Era quase o dia em que perdia tudo.
_ Ei! Espera aí! Perdias tudo?! Então, vais casar, tens uma mulher que te adora, não se vê sem ti nem consegue conceber tal coisa... Fazes o que gostas, com quem gostas, onde gostas, tens bons amigos. Todos se dão, o teus pais estão radiantes...
Ele continuou... Que mania, virem para aqui interromper, como se fizessem parte da história.
_ Como assim?! Somos amigos, não somos? Faço parte da tua vida, não?!
Humpf... Pedalava furiosamente, vento nos seus cabelos desalinhados.
Isto de os deixar crescer talvez não fosse boa ideia... queria mudar as coisas,a vida, o medo, os grilhões; o raio das correntes que lhe atavam os pés, com nome "cocozinho"... e disseram-lhe um dia "quando quero mudar algo na minha vida, dou uma tesourada no cabelo, mudo de penteado".
_ Quê? Que disparate... que criatura diz uma barbaridade dessas?!
Fazia de conta que não, mas o menor disparate que essa tal criatura dizia parecia-lhe sempre imbuído de uma sabedoria modesta mas certeira. Prova disso era não resistir em espreitar os diários que mantinha na net... Isso e querer saber secretamente se estava melhor ou pior sem ele. Se ele existia sequer.
_ Mas de que raio estás tu a falar?!
Alguém diga a este cretino que esta história é minha, por favor?!!
Mas, continuando, pensava no penteado. Pois... se algo tinha mudado, tinha sido para algo estranhamente pior. Quer dizer, não era o que diziam os que o rodeavam.
Agora é que ele estava bem! Almas gémeas, diziam! Se calhar gémeas demais, pensava.
Ou estaria bem? Onde estava a tal dor de barriga, a borboleta no estômago?!
Tinha ideia que a dor de barriga que sentia não podia adivinhar nada de bom. E decididamente não eram borboletas! No máximo morcegos vampirescos, abutres!
Depois de arrumar a bicicleta vou rapar o cabelo, decidiu.
_ Vais o quê?
Humpf...ainda não o levaram...
Vou rapar o cabelo e vou dar uma volta nisto, nesta desarrumação.

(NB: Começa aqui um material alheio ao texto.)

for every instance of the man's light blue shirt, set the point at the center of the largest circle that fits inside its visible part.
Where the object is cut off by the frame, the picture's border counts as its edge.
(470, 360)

_Tarde demais, meu amigo! Estás afundadinho. Que vais dizer aos teus pais? As pais dela! Aos teus amigos! Como vais explicar? Que uma cabeleireireira psíquica ou psicóloga barata te disse que rapar é o que está a dar? Rapar da tua vida cabelos, pessoas, ideais...
Sabia agora que aquela vozinha irritante era a sua consciência. Uma chata da pior espécia, que tinha crescido habituada a repressões e a bons costumes.
Há que parecer bem! Deixa a farra para o imaginário, a indecência para a fantasia, o corpo para o pedalar: queimar gorduras, desejos e vontades, arrependimentos.
Chega a casa, beija a sua quase mulher e diz um amo-te mal amanhado enquanto se prepara para ir a net.